Volunteers will be asked to provide once a fecal sample, taken from the first daily defecation, which will be analyzed for fecal microbiota composition. They will also undergo a Breath gases day profile in order to evaluate the effect of inulin consumption on colonic fermentation and breath-gases production. These two analyses (fecal samples microbial composition and breath-gases production) will serve to characterize the volunteers' gut microbiota composition and functionality. In detail, during the 48-h before the fecal and breath samples collections, volunteers will be asked to avoid a high level of fiber and (poly)phenols (to facilitate adherence to the dietary restrictions, a list of permitted and forbidden foods will be supplied. To check dietary compliance, a 2- days dietary record of the 2 days prior to each sampling day will be used.

The morning of the first treatment, volunteers will arrive, after an overnight fast, and they will deliver the fresh fecal sample. After that, one sample of forced end-expiratory samples of alveolar air will be collected. Then, they will be given a standardized test breakfast consisting of 12 g of food extract of chicory inulin fractions dissolved into 250 g water and a fermentable fiber-free, (poly)phenol-free, nutritionally-balanced solid meal. They will be asked to consume the entire breakfast within 15 minutes. At hourly intervals for 11 hours after breakfast, forced end-expiratory samples of alveolar air will be collected. During the whole test, all subjects will refrain from smoking, sleeping, exercising and eating foods or meals other than the ones provided by the staff. Five hours after starting the test, volunteers will eat a fermentable fiber-free nutritionally-balanced standardized lunch provided by the study staff.
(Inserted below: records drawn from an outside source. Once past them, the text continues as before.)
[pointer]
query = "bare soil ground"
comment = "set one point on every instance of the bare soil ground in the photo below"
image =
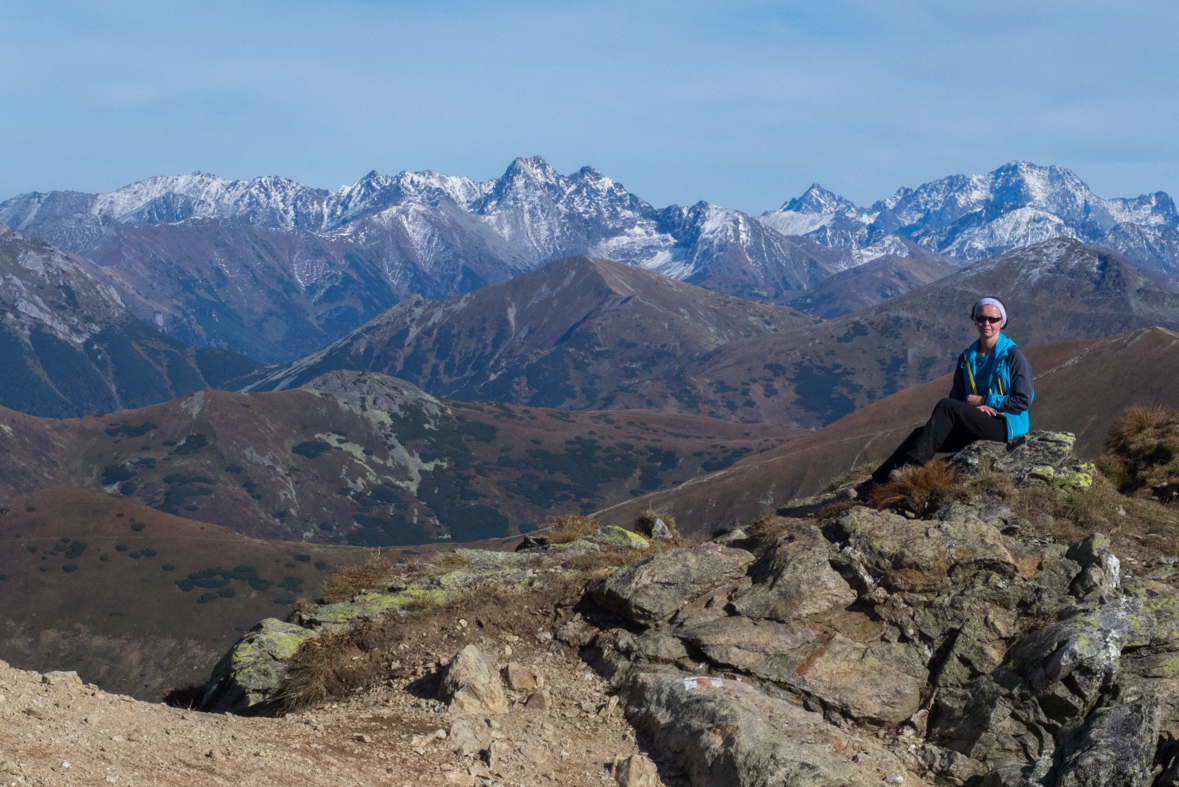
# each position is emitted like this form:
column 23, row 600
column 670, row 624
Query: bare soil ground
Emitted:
column 56, row 731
Subsequently, on three distinct occasions and with one-week wash-out between different treatments, each participant will randomly consume a dose of flavan-3-ol rich extracts. Each test day, participants, after fasting baseline urine collection, will receive the dose of one of the food extract rich in flavan-3-ols (1 mmol of PVL precursors) dissolved into 200 mL of water. Then, the same standardized breakfast (pre-packaged (poly)phenol-free snack) will be provided to subjects. After breakfast, volunteers will be allowed to leave and to perform the successive urine collections on their own. Urine samples will be collected at selected intervals of time along the 24 h following the extract ingestion. In addition, urine sampling will continue in a subgroup of volunteers for the successive 24 h to evaluate the evolution of metabotypes from 24 to 48h. This subgroup will be composed of the first 30 participants enrolled in the study.
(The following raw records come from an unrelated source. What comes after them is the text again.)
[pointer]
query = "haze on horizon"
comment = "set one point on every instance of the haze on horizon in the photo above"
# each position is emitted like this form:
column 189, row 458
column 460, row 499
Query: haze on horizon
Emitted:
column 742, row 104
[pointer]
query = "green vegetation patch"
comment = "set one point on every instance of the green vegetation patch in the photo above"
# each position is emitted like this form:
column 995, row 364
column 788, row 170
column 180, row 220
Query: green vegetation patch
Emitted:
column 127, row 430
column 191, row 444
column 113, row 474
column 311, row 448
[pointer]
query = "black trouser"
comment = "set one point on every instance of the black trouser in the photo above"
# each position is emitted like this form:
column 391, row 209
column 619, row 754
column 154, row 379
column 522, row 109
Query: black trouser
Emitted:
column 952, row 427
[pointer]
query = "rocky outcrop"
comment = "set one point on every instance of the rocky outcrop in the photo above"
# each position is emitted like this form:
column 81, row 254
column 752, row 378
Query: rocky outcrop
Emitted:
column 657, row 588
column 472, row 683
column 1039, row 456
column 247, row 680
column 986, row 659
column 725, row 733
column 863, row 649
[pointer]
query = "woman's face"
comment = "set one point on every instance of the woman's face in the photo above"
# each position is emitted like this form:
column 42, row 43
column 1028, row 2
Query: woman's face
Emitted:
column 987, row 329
Subjects will be asked to follow a (poly)phenol-poor diet 48-h before each test day and while sampling (to facilitate adherence to the dietary restrictions, a list of permitted and forbidden foods will be supplied; to check dietary compliance, a 3/4-days dietary record of the 2 days prior to each sampling day and of the sampling day(s), depending on the subgroup the subject belongs to, will be used.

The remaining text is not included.